Mais cet incident illustre la tension régnant en France, frappée pour la troisième fois depuis janvier 2015 par des tueries de masse qui ont fait plus de 230 morts. En fauchant avec son camion la foule venue célébrer la fête nationale, Mohamed Lahouaiej Boulhel a tué le 14 juillet 84 personnes et blessé plus de 300 autres, dont 19 sont toujours entre la vie et la mort, selon les autorités.

Le procureur Molins a confirmé « le caractère prémédité » de l’attentat, « pensé et préparé » par son auteur qui avait effectué des « repérages » deux jours avant le massacre et pris quatre selfies sur la Promenade des Anglais dans les heures qui l’ont précédé.

A neuf mois de l’élection présidentielle, le climat politique ne cesse de se détériorer en France. L’opposition de droite et d’extrême droite accusent les autorités de n’avoir pas assez fait pour prévenir de nouvelles attaques. « Rien ne doit rester dans l’ombre », a exigé le parti Les Républicains de Nicolas Sarkozy pour justifier sa demande de commission d’enquête parlementaire.

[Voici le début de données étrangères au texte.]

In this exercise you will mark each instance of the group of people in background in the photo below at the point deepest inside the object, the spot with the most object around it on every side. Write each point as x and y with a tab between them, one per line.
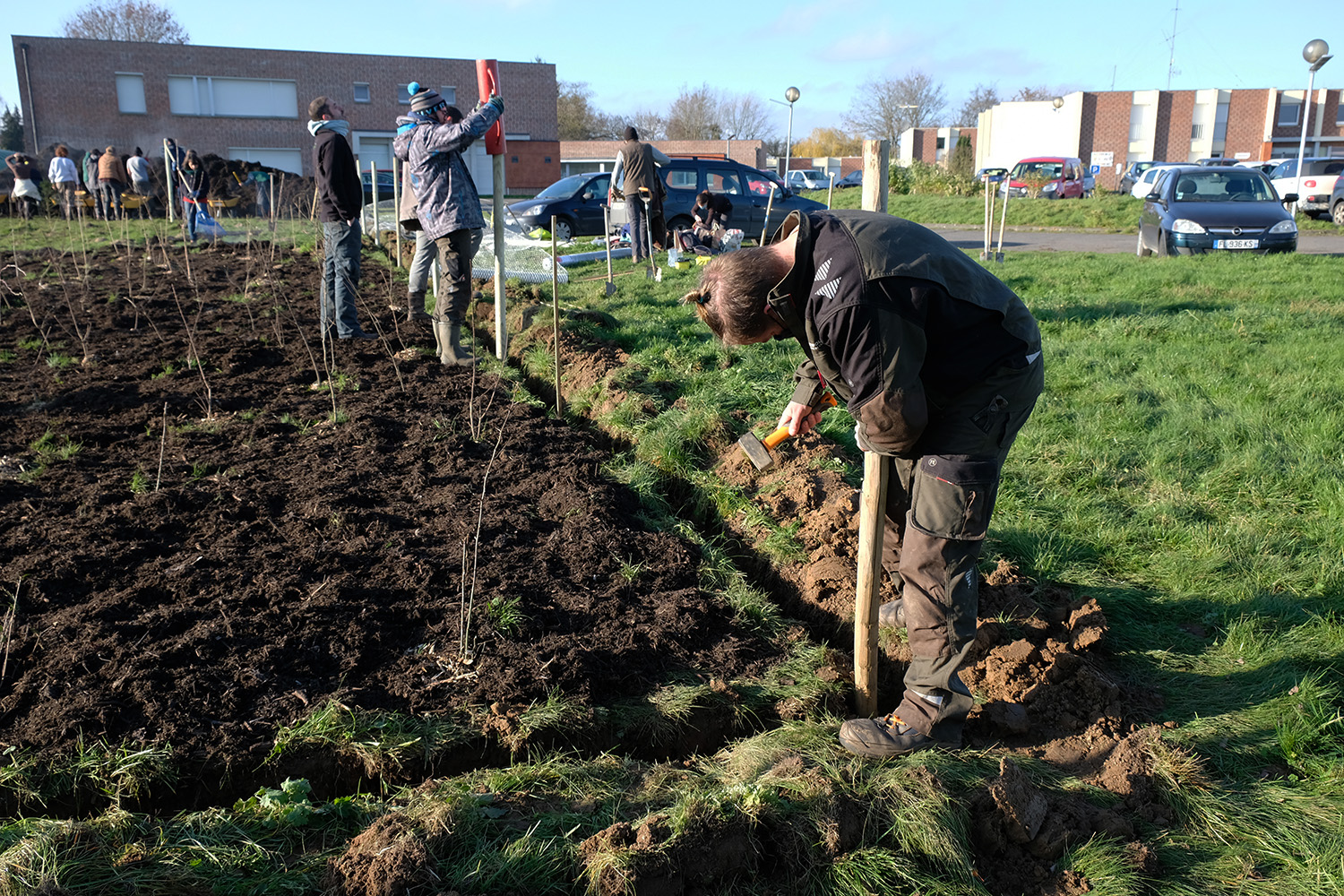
440	203
105	177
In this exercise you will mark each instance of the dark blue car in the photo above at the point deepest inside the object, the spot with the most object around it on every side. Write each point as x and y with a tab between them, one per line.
575	202
1195	210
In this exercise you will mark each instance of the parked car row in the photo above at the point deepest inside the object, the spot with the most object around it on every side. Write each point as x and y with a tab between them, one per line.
1056	177
577	201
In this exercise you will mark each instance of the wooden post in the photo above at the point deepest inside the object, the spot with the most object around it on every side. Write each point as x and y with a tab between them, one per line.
497	206
769	204
875	164
373	183
397	210
556	317
168	183
873	504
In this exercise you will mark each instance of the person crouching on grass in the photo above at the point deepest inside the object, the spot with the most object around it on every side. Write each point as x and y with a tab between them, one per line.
940	365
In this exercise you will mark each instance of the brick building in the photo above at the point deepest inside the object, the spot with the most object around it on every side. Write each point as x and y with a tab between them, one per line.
253	104
582	156
1109	129
932	145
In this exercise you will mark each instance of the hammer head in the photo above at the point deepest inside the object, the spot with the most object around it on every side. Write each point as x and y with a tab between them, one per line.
755	450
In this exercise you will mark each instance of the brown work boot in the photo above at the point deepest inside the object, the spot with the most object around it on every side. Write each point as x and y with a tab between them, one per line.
892	614
884	737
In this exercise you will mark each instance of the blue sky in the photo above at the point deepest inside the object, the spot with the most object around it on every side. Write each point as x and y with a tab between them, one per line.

Dimanche, l’ex-chef de l’Etat avait estimé que « tout ce qui aurait dû être fait depuis 18 mois ne l’a pas été ».

Hollande appelle à ‘la dignité’

La droite se dit prête à voter la prolongation de l’état d’urgence réclame au moins six mois supplémentaires, et un durcissement des mesures prévues par ce régime d’exception.

Le gouvernement a prévu pour l’instant une prolongation de trois mois de l’état d’urgence, mais des sources politiques ont indiqué lundi soir que cette mesure devrait être prolongée jusqu’à début 2017.

Le président François Hollande a répliqué aux critiques en invoquant « une obligation de dignité et de vérité dans la parole publique ».

Les autorités se défendent depuis plusieurs jours de tout laxisme dans la lutte antiterroriste, soulignant que « 100.000 policiers, gendarmes et militaires sont mobilisés pour assurer la sécurité » en France. « Nous continuerons à mener une lutte implacable contre Daech (acronyme arabe de l’EI) à l’intérieur et à l’extérieur », a répété le ministre de la Défense Jean-Yves Le Drian, indiquant que la France, membre de la coalition internationale anti-jihadistes, poursuivait « tous les jours » ses frappes en Irak et en Syrie.

Selon le gouvernement, « 16 attentats ont été déjoués » sur le sol français depuis 2013.

L’enquête tente de cerner les éventuelles complicités du tueur de Nice. Lundi, six personnes étaient toujours en garde à vue, dont un Albanais soupçonné d’avoir fourni à Mohamed Lahouaiej Boulhel un pistolet avec lequel il a tiré sur des policiers avant d’être abattu.